チャットサポートをやめた企業も増えている
企業の提供チャネルとしては、IVR(Interactive Voice Response:自動音声応答システム)やチャットなどが増えています。ただし、企業のチャット問い合わせサポート導入状況については、「以前導入していたが、やめてしまった」も4.0%から11.2%へと増加しています。
消費者は自己解決を望んでいる
問い合わせのプロセスに関して、9割超の消費者は商品やサービスについての疑問点に対して、「まず自分で調べる」と回答しています。そこで解決しなかった場合の行動パターンの約8割に「問い合わせる」が含まれており、コンタクトセンターの必要性が分かります。

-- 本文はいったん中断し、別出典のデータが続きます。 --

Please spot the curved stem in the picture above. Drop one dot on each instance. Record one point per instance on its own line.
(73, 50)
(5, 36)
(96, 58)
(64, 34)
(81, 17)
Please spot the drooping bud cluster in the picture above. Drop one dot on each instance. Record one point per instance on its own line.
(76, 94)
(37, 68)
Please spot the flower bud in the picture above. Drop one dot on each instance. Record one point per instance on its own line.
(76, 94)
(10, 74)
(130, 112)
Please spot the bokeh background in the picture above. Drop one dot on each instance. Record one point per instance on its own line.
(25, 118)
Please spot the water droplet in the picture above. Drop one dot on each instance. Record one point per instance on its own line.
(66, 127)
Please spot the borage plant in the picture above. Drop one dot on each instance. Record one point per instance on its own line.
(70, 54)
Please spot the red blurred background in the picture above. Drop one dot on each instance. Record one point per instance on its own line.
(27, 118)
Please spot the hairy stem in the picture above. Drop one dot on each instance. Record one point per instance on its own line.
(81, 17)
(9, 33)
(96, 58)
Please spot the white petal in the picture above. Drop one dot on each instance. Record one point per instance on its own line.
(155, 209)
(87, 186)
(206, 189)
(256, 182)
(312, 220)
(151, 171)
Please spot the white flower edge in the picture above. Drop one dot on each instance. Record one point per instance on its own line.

疑問点を自分で調べる人がふだん取る行動の最多は「インターネット検索」(99.7%)で、ほぼ全ての人がこれを選択しています。インターネット検索は最初に取る行動としても圧倒的1位(95.9%)でした。ふだん取る行動では他に「SNS検索」(35.2%)、「ChatGPT」(10.7%)という結果でした。
疑問点を解決するために望ましい方法は「自己解決」が80.0%、若年層に限ると9割を超えています。

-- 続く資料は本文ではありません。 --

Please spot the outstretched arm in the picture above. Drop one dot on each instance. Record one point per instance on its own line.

チャネル別に解決の有無を聞くと、「電話オペレーター」(90.1%)や「店頭・実店舗」(80.7%)など対面形式のチャネルは解決割合が高く、反対に「AIチャットbot」(23.8%)や「WebサイトのQ&A閲覧」(17.1%)、「チャット」(15.3%)などは解決割合が低いことが分かりました。
問い合わせで問題が解決しなければ消費者の8割が離反
問い合わせで問題が解決しなかった場合に「あきらめる/商品・サービスを利用しなくなる」と回答した人は約半数、「他社製品への乗り換え」がおよそ3割と、解決できなかった人の8割前後が離反してしまう可能性があります。
ビデオ通話は不人気、利用したいチャネルで消費者と企業にギャップも
消費者の利用したい問い合わせチャネルとしては「WebサイトのQ&A閲覧」や「Webサイトの問い合わせフォーム」などが上位になりました。逆に利用したくないチャネルとしては「ビデオ通話」(60.4%)や「AIチャットbot」(46.0%)、「SMS/ショートメール」(44.0%)などが多い結果となりました。AIチャットbotについては利用したい人、したくない人、いずれも一定数いることが分かります。

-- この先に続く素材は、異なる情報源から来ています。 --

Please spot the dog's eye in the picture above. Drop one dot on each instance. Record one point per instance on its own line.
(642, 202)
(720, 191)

消費者の利用したい問い合わせチャネルを企業がきちんと用意できているかというと、必ずしもそうではないようです。消費者の約9割が利用したい「WebサイトのQ&A閲覧」や「Webサイトの問い合わせフォーム」を提供する企業は6割にとどまっています。また、「チャット」や「電話IVR」「ビジュアルIVR」なども4割前後の利用意向があるのに対し、提供は不十分であるのが現状です。
ChatGPTの問い合わせチャネルへの活用に6割の企業が意欲
消費者の利用意向が一定数ありつつも十分な成果が出ていないAIチャットbotには、さらなる改善が求められるところです。そこで期待されるのがOpenAIが提供する「ChatGPT」などの生成AI。企業に対して「ChatGPT」を自社サービスで利用したいか聞いたところ、約6割が利用意向を示しました。企業規模別では特に大企業の期待が高いようです。